Getting Data In

Lookup command distinct column values

matthewb4
Path Finder

I am trying to copy the counts of field X (already in logs) into a new field Y (from a lookup csv) so that they have the exact same counts but field Y has better named values.

The problem I am running into is that my csv file has multiple of the same X values in it so instead of field Y ending up with the same counts as field X, it is becoming (X * # of matched duplicates in csv). Is there any way for me to only get distinct rows from a lookup csv based on the matching field value (X in this case).

I am currently just using this... "lookup test.csv X AS X OUTPUTNEW Y AS Y"

And my csv file look something like this

Y      X      Z

y1  |  x1  |  z1
y1  |  x1  |  z2
y1  |  x1  |  z3
y2  |  x2  |  z1
y2  |  x2  |  z2
y3  |  x3  |  z1
y3  |  x3  |  z2
y3  |  x3  |  z3
y3  |  x3  |  z4
y3  |  x3  |  z5
y3  |  x3  |  z6

Given the previous csv file, if my counts for x1 in splunk logs were 1000, my new y1 value in field Y would get the value 3000. This is unwanted behavior for me, I would like for them to be the same. Any help on how I can modify my query is greatly appreciated.

0 Karma
1 Solution

woodcock
Esteemed Legend

Like this:

... | lookup test.csv X OUTPUTNEW Y | eval Y = mvindex(Y, 0) | ...
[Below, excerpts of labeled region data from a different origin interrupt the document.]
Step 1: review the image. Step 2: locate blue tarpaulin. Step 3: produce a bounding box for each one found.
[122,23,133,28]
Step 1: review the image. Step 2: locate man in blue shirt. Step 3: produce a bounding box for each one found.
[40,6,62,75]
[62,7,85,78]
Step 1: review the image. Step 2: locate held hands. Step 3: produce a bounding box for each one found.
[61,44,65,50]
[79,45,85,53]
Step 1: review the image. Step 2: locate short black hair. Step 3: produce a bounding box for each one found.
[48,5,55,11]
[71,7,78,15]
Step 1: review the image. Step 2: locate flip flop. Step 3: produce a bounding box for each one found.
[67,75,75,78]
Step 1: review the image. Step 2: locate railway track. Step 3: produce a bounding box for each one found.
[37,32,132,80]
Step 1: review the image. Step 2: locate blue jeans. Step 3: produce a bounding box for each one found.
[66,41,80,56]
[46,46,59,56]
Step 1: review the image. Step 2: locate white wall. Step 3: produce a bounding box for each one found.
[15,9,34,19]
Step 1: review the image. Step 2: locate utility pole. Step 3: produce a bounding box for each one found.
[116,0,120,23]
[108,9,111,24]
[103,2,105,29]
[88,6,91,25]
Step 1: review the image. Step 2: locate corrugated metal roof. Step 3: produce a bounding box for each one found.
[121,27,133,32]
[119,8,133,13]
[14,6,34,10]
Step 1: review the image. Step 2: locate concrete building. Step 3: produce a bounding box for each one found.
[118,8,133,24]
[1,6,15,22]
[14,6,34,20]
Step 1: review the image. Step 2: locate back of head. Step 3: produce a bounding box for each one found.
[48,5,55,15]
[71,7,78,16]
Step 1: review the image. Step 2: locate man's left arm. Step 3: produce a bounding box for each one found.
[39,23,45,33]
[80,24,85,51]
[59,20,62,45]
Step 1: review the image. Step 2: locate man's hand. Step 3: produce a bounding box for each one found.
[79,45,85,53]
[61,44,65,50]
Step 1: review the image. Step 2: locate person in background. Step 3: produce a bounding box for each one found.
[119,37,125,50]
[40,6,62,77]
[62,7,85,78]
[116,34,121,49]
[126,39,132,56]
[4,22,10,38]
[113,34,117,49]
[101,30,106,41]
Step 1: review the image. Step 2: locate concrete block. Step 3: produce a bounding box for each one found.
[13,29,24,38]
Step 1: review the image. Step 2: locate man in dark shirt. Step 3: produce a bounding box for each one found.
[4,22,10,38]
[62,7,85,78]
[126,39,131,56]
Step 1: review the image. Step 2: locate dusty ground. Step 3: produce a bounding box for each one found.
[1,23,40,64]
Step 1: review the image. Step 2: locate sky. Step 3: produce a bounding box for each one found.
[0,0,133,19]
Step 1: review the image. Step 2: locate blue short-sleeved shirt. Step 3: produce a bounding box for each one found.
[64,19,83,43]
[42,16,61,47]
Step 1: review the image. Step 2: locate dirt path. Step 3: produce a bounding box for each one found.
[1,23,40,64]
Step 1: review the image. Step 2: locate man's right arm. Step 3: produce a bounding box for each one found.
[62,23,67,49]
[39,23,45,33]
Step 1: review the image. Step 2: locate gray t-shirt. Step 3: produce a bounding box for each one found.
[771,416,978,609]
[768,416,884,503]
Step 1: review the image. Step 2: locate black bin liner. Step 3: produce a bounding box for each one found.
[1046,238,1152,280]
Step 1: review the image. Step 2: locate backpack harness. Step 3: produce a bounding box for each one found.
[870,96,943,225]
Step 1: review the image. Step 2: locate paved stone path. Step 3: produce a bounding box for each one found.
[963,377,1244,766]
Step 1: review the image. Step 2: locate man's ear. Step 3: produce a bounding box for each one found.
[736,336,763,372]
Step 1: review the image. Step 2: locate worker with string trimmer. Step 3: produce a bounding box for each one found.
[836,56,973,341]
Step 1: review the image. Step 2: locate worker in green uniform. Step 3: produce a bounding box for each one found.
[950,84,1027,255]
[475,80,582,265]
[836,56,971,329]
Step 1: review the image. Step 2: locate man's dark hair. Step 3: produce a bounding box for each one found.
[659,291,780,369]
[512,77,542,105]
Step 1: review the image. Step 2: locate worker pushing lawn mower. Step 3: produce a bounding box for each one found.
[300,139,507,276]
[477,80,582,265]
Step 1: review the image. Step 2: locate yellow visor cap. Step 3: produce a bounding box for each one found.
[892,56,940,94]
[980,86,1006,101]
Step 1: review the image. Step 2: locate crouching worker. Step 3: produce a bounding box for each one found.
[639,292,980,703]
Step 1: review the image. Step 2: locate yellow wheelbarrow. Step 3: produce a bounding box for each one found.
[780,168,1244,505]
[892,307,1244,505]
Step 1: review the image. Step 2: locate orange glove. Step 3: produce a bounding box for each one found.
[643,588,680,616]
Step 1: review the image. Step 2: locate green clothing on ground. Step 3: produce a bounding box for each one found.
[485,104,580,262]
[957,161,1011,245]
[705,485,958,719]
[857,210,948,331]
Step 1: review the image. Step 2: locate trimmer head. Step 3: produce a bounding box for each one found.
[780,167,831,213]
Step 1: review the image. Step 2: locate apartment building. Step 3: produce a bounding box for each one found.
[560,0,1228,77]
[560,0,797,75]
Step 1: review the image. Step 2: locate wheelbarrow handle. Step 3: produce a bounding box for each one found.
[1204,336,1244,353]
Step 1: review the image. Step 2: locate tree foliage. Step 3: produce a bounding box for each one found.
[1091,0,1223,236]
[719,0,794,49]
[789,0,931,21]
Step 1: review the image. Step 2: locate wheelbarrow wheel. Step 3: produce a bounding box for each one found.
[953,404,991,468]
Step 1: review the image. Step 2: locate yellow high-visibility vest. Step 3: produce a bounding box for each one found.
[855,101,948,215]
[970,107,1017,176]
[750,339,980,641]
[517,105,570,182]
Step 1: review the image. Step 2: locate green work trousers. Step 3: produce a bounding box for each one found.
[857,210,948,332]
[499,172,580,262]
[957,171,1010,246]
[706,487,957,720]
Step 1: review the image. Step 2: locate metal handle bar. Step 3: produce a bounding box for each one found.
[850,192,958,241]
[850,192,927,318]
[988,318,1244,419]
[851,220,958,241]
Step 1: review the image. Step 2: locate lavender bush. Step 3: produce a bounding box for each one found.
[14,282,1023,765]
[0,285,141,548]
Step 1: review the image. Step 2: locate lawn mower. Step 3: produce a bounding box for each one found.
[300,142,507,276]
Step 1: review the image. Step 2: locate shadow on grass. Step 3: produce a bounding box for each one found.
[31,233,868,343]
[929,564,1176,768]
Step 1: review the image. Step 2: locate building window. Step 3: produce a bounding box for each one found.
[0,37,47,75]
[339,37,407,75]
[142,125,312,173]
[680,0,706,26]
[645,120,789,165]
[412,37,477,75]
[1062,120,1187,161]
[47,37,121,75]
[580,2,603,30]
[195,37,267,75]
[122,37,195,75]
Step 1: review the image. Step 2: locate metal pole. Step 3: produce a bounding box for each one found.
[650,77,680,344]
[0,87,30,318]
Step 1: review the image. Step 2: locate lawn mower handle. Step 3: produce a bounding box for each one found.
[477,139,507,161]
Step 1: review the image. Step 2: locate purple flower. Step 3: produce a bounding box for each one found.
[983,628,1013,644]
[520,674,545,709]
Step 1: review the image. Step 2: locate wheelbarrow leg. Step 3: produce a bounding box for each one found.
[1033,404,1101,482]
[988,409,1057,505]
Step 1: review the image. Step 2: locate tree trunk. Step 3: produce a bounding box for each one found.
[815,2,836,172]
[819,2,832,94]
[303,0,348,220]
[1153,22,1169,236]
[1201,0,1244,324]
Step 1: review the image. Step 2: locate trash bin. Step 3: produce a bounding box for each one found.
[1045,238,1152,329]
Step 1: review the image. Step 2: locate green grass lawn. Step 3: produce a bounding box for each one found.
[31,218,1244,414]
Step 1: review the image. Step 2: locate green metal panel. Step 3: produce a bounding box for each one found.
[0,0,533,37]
View solution in original post

woodcock
Esteemed Legend

Like this:

... | lookup test.csv X OUTPUTNEW Y | eval Y = mvindex(Y, 0) | ...

matthewb4
Path Finder

Great! This worked, do you mind explaining what mvindex is doing exactly? Each time outputnew is run for a specific Y value is it appending it to a multivalue list? I thought that it was simply adding to the current count, not creating a new index every time.

0 Karma

woodcock
Esteemed Legend

Don't forget to click Accept!

0 Karma

matthewb4
Path Finder

Thank you for the followup, I just have one more question. How was I to know that this field would become multivalued. If I omit the mvindex command, I do not see a comma delimited list or anything like that. I don't even see something like "y1, y1, y1".

0 Karma

woodcock
Esteemed Legend

A single value of X has multiple values of Y in your lookup file. How else could this be sensibly handled other than to create a multivalued output for Y. I guess the answer is "common sense" but maybe not totally obvious. I have requested Splunk update the documentation here:

http://docs.splunk.com/Documentation/Splunk/6.6.0/SearchReference/Lookup

0 Karma

woodcock
Esteemed Legend

The lookup is creating a multivalued field so we just take the first value and throw away the rest. Probably an even better solution would be to use | eval Y = mvdedup(Y) which would keep every distinct value of Y (which, if your lookup is correct should be only a single value, but if the lookup is broken, this version of the solution would give you some hope of discovering that).

0 Karma

matthewb4
Path Finder

Would there be any way for me to see this multivalued list as a sanity check. I only see the combined chunk count for each new Y value, which is limiting my comprehension a bit. I think why this is most troubling to me is that when you said " single value of X has multiple values of Y in your lookup file. How else could this be sensibly handled other than to create a multivalued output for Y?" In my case the multiple values of Y are actually all the exact same string for the same X, I'm guessing this is why it's not actually showing up as a list but being treated as one?

0 Karma

woodcock
Esteemed Legend

Sure, do this:

... lookup test.csv X OUTPUTNEW Y | nomv Y ...

This will flatten the list into a single value.